Following on from the many developments in the last year (see our posting from last months IDCC meeting) another publisher has just thrown their hat into the data publishing ring, with Hindawi announcing the launch of "Datasets International", a new platform for "archiving, documenting, and distributing scholarly research datasets". Like Figshare, Dryad and the other platforms already announced (including our associated GigaDB), they follow best practice by asking authors to provide data under a creative commons CC0 license, although it is currently unclear how much (if any) data hosting is included in their $300 article processing charge.

As we've written previously in this blog, how you cite data is important in tracking and maximizing its use.
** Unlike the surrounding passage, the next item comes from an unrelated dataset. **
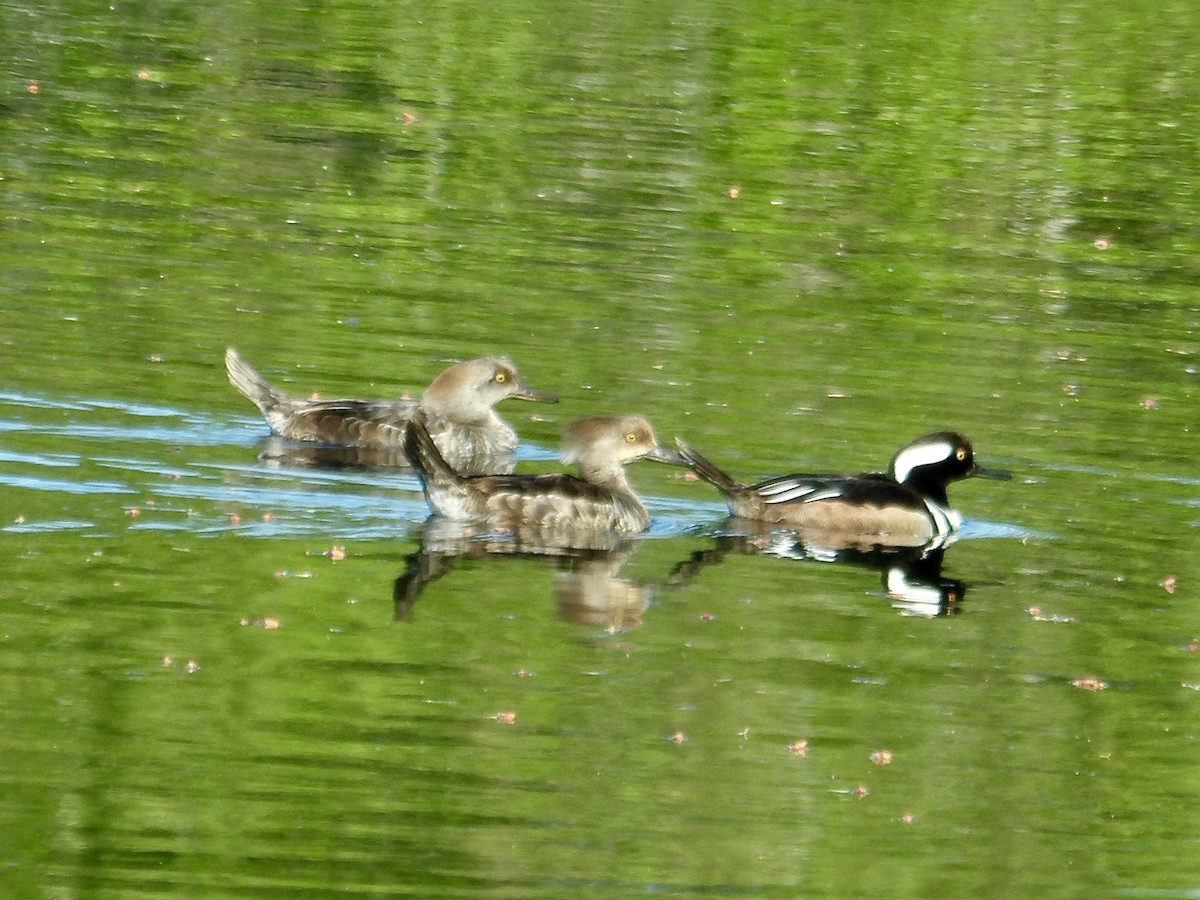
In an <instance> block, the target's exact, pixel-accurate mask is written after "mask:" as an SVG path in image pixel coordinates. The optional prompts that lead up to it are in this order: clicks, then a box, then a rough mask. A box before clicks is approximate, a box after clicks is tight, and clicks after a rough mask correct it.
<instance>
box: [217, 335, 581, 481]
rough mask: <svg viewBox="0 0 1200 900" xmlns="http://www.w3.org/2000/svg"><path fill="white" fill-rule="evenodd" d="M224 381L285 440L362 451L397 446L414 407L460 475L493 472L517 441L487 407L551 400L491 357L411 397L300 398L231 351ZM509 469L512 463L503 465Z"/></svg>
mask: <svg viewBox="0 0 1200 900" xmlns="http://www.w3.org/2000/svg"><path fill="white" fill-rule="evenodd" d="M226 371H227V372H228V374H229V382H230V384H233V386H234V388H236V389H238V390H239V391H241V392H242V394H244V395H246V397H248V398H250V400H251V401H252V402H253V403H254V406H257V407H258V408H259V410H262V413H263V418H264V419H266V424H268V425H269V426H270V427H271V431H272V432H275V433H276V434H278V436H281V437H284V438H289V439H292V440H300V442H311V443H314V444H328V445H336V446H350V448H365V449H397V448H401V446H402V445H403V440H404V425H406V422H408V420H409V419H410V418H412V416H413V413H414V412H415V410H416V409H418V408H420V409H422V410H424V412H425V414H426V420H427V424H428V428H430V432H431V433H432V434H433V440H434V442H436V443H437V445H438V449H439V450H440V451H442V454H443V455H444V456H445V457H446V458H448V460H450V462H451V464H452V466H454V467H455V468H456V469H458V470H460V472H470V473H478V472H496V470H500V469H499V468H497V466H498V464H502V463H500V462H499V461H500V460H502V457H504V456H506V455H511V454H512V451H514V450H516V446H517V434H516V432H515V431H514V430H512V427H511V426H510V425H509V424H508V422H505V421H504V420H503V419H500V418H499V416H498V415H497V414H496V409H494V408H493V407H494V406H496V404H497V403H499V402H500V401H503V400H508V398H510V397H511V398H515V400H532V401H539V402H542V403H556V402H558V397H556V396H554V395H553V394H544V392H541V391H535V390H532V389H529V388H526V386H524V385H523V384H522V383H521V378H520V376H518V374H517V370H516V366H514V365H512V362H510V361H509V360H506V359H504V358H498V356H484V358H481V359H473V360H468V361H466V362H460V364H457V365H455V366H450V368H448V370H445V371H444V372H442V374H439V376H438V377H437V378H434V379H433V382H432V383H431V384H430V386H428V388H426V389H425V394H424V395H421V398H420V401H416V400H299V398H295V397H289V396H288V395H286V394H284V392H283V391H281V390H278V389H277V388H275V386H274V385H271V384H270V383H269V382H268V380H266V379H265V378H263V377H262V376H260V374H259V373H258V372H256V371H254V370H253V368H252V367H251V366H250V365H248V364H247V362H246V361H245V360H244V359H242V358H241V356H239V355H238V352H236V350H235V349H234V348H232V347H230V348H228V349H227V350H226ZM504 468H506V470H511V463H510V462H509V464H508V466H506V467H504Z"/></svg>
Ultimately the adoption of data-publication will be greatly aided by publishers, authors and the indexing services correctly carrying out best practice for data-citation, and citing the dataset DOIs in the references. CrossRef have just aided this with a supportive call for publishers to cite DataCite DOIs in the reference sections of articles, although the article they use as an example is illustrative of the problem by not following this. Our recent success in getting one of our GigaDB dataset DOIs integrated into the references of a Genome Biology article is a great example that this can done. The utility of this example is further highlighted this month, as BioMed Central (our publisher alongside BGI) has now used this paper as an example in BioMed Central’s reference style guide, found in any journal's instructions for authors. It now explicitly mentions datasets and provides it as an example of a dataset citation:

“Only articles, datasets and abstracts that have been published or are in press, or are available through public e-print/preprint servers, may be cited

...

Dataset with persistent identifier
Zheng, L-Y; Guo, X-S; He, B; Sun, L-J; Peng, Y; Dong, S-S; Liu, T-F; Jiang, S; Ramachandran, S; Liu, C-M; Jing, H-C (2011): Genome data from sweet and grain sorghum (Sorghum bicolor). GigaScience. http://dx.doi.org/10.5524/100012."

Springer, BioMed Centrals parent publisher, is also providing examples of correctly cited data, with this recent example correctly citing a Dryad dataset in its references.

Those interested in GigaScience journal and its integrated GigaDB database should contact us on editorial@gigasciencejournal.com. Currently the database is being populated with datasets from BGI collaborations and projects, but upon launch of the journal we will be hosting and issuing DOIs to datasets associated with GigaScience articles, giving an extra form of credit, and increasing the discoverability and impact of an authors work. Please contact us via the above email or submit your big-data associated research articles through our submission page.

Gong Xi Fa Chai! Happy New Year of the Dragon!

References

1. Zheng LY, Guo XS, He B, Sun LJ, Peng Y, Dong SS, Liu TF, Jiang S, Ramachandran S, Liu CM, Jing HC. Genome-wide patterns of genetic variation in sweet and grain sorghum (Sorghum bicolor).  Genome Biol. 2011 Nov 21;12(11):R114.

2. Zheng, L-Y; Guo, X-S; He, B; Sun, L-J; Peng, Y; Dong, S-S; Liu, T-F; Jiang, S; Ramachandran, S; Liu, C-M; Jing, H-C (2011): Genome data from sweet and grain sorghum (Sorghum bicolor). GigaScience. http://dx.doi.org/10.5524/100012.

3. Hodkinson BP, Uehling JK, Smith ME (2012) Lepidostroma vilgalysii, a new basidiolichen from the New World. Mycological Progress, online in advance of print. doi:10.1007/s11557-011-0800-z

4. Hodkinson BP, Uehling JK, Smith ME (2012) Data from: Lepidostroma vilgalysii, a new basidiolichen from the New World. Dryad Digital Repository. doi:10.5061/dryad.j1g5dh23

*UPDATE* 24/1/12: Hindawi have confirmed they will include data hosting (see comments).